Pranit continued his attack on Florenca, consuming her piece by agonizing piece. Her screams began to fail, replaced by ragged, struggling gasps for breath. He was nearing the end.

Just as Florenca's life began to flicker, a sudden shadow fell over the brutal tableau. Not a shadow from the ceiling, but a clean, sharp shadow of intervention.

Pranit, completely lost to his murderous frenzy, looked up, his black eyes tracking the change in light.

A woman in an immaculately clean, traditional maid dress was floating silently above them, a long, slender rapier held loosely in her hand. Her dress, somehow, had not a single speck of dust on it despite the carnage around them. Her face was serene, composed, but her eyes held a profound, almost cosmic weariness.

"Look like you lost your sanity, again," the maid stated, her voice soft but carrying an undeniable weight of authority. It was the voice of someone who had seen this exact catastrophe play out countless times before.

Florenca, gasping for breath, her blood pooling around her, managed a strained, relieved "Yess…" She was alive for now. She forced herself to look, the sight of her half-eaten body a secondary concern to the chance of survival.

Pranit, now fully a feral beast, roared and jumped at the maid, the severed head still clutched in his hand like a grotesque weapon.

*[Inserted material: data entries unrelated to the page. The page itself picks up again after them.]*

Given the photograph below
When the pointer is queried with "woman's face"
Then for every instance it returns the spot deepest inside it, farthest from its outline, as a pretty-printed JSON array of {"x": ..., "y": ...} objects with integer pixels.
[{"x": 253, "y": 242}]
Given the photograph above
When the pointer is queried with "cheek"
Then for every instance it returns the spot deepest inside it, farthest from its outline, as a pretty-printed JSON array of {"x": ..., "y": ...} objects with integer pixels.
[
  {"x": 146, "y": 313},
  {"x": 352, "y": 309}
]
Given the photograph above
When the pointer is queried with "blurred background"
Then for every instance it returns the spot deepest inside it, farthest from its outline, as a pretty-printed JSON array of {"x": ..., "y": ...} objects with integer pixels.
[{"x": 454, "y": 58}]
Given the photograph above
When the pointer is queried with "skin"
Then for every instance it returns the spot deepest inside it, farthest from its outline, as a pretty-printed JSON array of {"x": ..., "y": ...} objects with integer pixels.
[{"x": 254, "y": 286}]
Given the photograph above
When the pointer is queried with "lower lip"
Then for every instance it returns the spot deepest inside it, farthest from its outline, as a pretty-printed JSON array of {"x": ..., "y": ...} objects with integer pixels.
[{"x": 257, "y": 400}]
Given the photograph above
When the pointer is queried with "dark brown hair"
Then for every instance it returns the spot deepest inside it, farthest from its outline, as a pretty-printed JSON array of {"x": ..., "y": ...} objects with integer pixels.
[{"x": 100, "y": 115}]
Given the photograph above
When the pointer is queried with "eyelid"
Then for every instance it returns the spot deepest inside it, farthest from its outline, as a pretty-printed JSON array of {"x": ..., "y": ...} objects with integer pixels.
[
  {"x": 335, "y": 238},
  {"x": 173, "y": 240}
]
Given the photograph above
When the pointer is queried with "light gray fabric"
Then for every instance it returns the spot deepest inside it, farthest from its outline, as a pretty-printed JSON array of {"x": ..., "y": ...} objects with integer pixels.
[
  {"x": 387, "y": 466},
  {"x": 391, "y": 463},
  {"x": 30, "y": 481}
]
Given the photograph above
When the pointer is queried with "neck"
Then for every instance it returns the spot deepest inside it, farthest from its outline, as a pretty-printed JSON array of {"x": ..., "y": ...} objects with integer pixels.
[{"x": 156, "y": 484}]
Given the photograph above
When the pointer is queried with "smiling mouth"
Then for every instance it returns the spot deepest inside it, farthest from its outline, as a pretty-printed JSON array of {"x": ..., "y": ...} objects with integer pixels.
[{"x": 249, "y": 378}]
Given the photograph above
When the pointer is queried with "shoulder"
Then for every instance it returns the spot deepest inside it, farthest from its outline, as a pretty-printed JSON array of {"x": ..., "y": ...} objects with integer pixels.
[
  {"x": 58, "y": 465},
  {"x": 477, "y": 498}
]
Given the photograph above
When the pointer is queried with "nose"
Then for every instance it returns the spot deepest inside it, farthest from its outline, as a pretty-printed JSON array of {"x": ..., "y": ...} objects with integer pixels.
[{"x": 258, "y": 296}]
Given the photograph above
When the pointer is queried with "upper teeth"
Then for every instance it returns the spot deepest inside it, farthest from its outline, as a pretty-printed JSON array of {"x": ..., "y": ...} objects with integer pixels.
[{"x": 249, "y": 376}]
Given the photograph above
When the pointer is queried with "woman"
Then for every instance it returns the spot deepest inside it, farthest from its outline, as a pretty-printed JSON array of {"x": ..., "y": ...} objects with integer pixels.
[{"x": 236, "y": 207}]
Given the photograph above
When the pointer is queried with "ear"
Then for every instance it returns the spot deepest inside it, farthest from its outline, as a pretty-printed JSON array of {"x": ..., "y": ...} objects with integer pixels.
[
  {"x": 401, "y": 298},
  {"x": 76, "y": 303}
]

Luckily, she dodged. It was not a jump, but a graceful, almost indifferent slide. The air where she had floated a second ago was violently displaced by Pranit's attack. She landed lightly, sighing as she looked at the chaos. "What a pain." She wasn't angry; she was merely inconvenienced.

The maid moved. It was the epitome of efficiency. Her rapier flashed.

The razor-sharp blade found a crucial pressure point on Pranit's neck. It wasn't meant to decapitate; it was meant to stun and disrupt the flow of raw, uncontrolled energy.

The blackness in Pranit's eyes receded, the manic hunger draining away. His body slumped. He blinked, the eyes returning to their normal color, and the horrible clarity of his actions crashed down on him. The sheer, overwhelming disgust at the gore on his hands and in his mouth was instant and physical.

"Damn it, what did I do?" he whispered, his voice cracking with self-disgust.

He looked down at the half-devoured, bleeding, and limbless body of Florenca. The horror of his own actions was overwhelming. He released William's head, which clattered to the floor, a final insult to the dead.

"I'm sorry," he choked out to Florenca, the human guilt a crushing weight.

He looked up and saw Carmilla, Eve, and Angela disappearing into the distance. A grim, self-loathing smile touched his lips, quickly replaced by a predatory glint. The maid's intervention saved Florenca, but it also saved his targets.

"Well," he said, his voice hardening with renewed purpose, the madness still a whisper beneath his skin. "I will catch you later. I promise."